Discussing Family Trees in School Can Be Dangerous

I
’m a geneticist. I study how chromosomes are inherited in dividing cells. But my story tonight will have more to do with my own genetics.

I’m English. I was brought up in the 1950s and 1960s in London. My family wasn’t very rich. I had two brothers and a sister. My dad was a blue-collar worker. My mum was a cleaner. My siblings all left school at fifteen.

I was different. I did quite well at school, and I passed exams, and I somehow got into university, got a scholarship, and then did a Ph.D.

I wondered,
Why am I different to the rest of my family? Why did they all leave school at fifteen?
And I didn’t really have much of an answer, but I felt a bit unsettled about that. I wondered about it occasionally. But I carried on with my life. I got a job in a university. I got married. I had two children, Emily and Sarah. And, you know, just got on with things.

Then my parents, who were living in London, retired to the country, and we used to visit them regularly; but the truth was it was a bit boring, you know? They lived in the middle of nowhere. Nothing much happened there, and my kids got a bit bored. One day when we were visiting, Sarah, my eleven-year-old, had a project at school. And the project was family trees.

I said, “I’ve got a great idea. Why don’t you talk to Grandma about her family tree?”

So we got there, we had dinner, and then off Sarah trotted with her grandma to talk about her family tree. Five minutes later, in came my mum, absolutely white.

And she came over to me, and she said, “Sarah’s been asking me about my family tree, and I have to tell you something that I’ve never told you.”

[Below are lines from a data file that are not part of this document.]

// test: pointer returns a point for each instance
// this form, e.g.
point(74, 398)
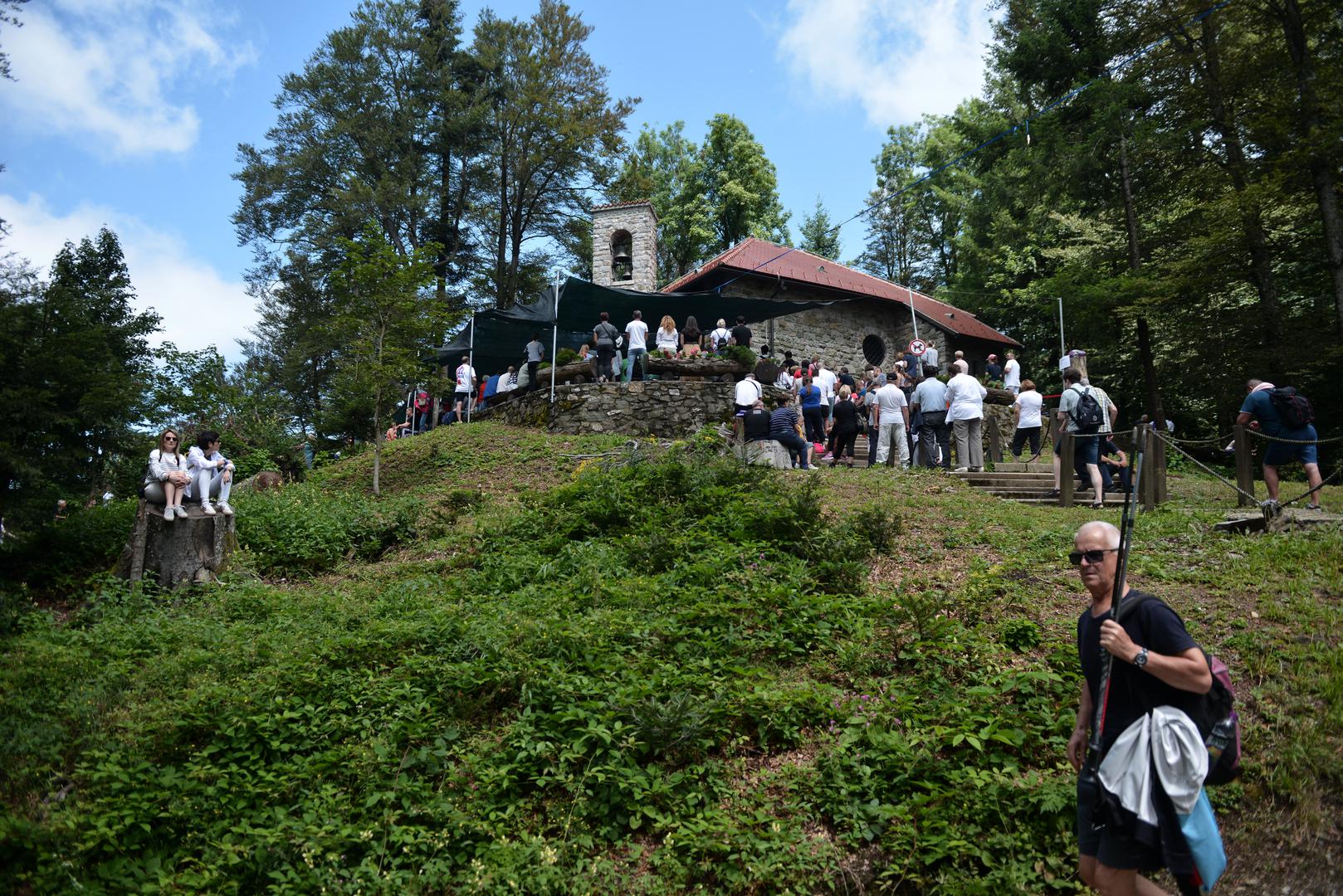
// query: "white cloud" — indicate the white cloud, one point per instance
point(113, 71)
point(897, 58)
point(198, 305)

I was in my thirties by this time. She said, “I never told you… I’m illegitimate.” She’d been born in 1910. Her mum wasn’t married. She’d been born in the poorhouse. She wasn’t from a wealthy family. She was brought up by her grandmother, and her mother had married somebody else, who I’d thought was my grandfather, but that wasn’t the case. My grandfather was unknown. So I’d lost a grandfather.

Then she said, “And actually it’s the same for your father too.”

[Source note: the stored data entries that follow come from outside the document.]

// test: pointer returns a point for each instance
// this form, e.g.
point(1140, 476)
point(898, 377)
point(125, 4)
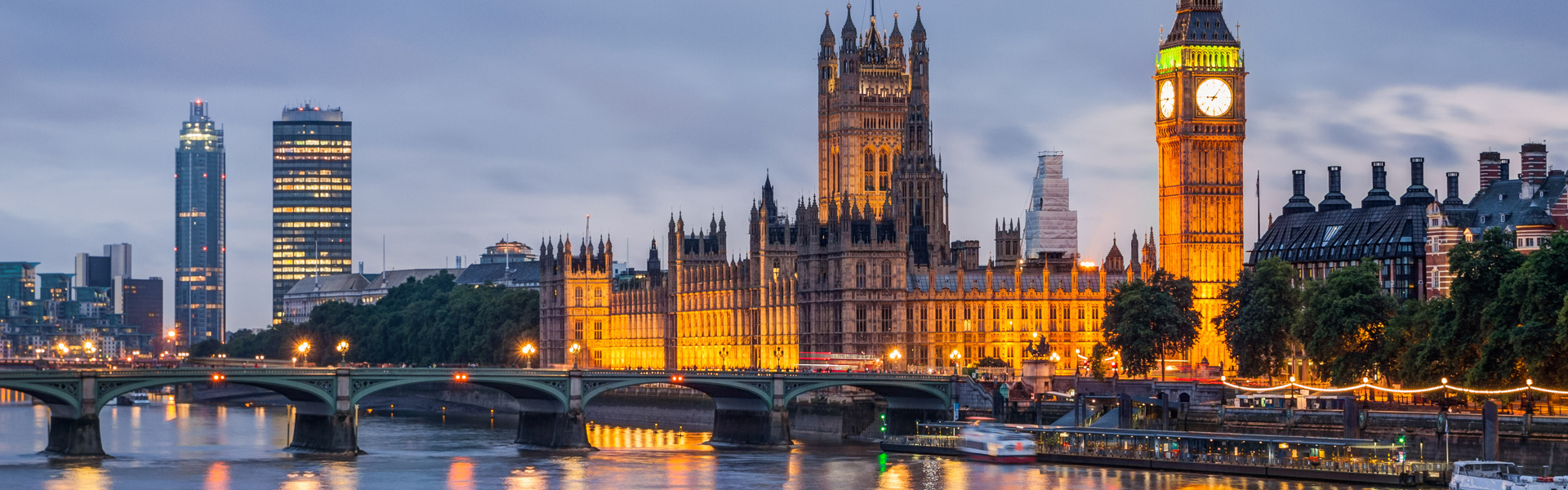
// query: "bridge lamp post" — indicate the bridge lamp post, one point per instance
point(303, 350)
point(528, 355)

So in two sentences, I’d lost two grandfathers. Well, this was a bit of a shock.

And then I began to think about it, and I thought,
Well, maybe this is where I got some exotic genes, and they sort of recombined, and that’s why I’m a bit different.
And then I remembered that my middle name was Maxime, and I got it from my dad, who was called Maxime William John. And, you know, he was a sort of farmworker in the country. That’s where he came
from, in Norfolk, and I tell you in Norfolk, farmworkers are not called Maxime usually. This is a French-Russian aristocratic sort of name. So I began to imagine that perhaps I had an exotic grandfather, a French-Russian aristocrat, and, you know, blah, blah, blah. And that was why I ended up how I was.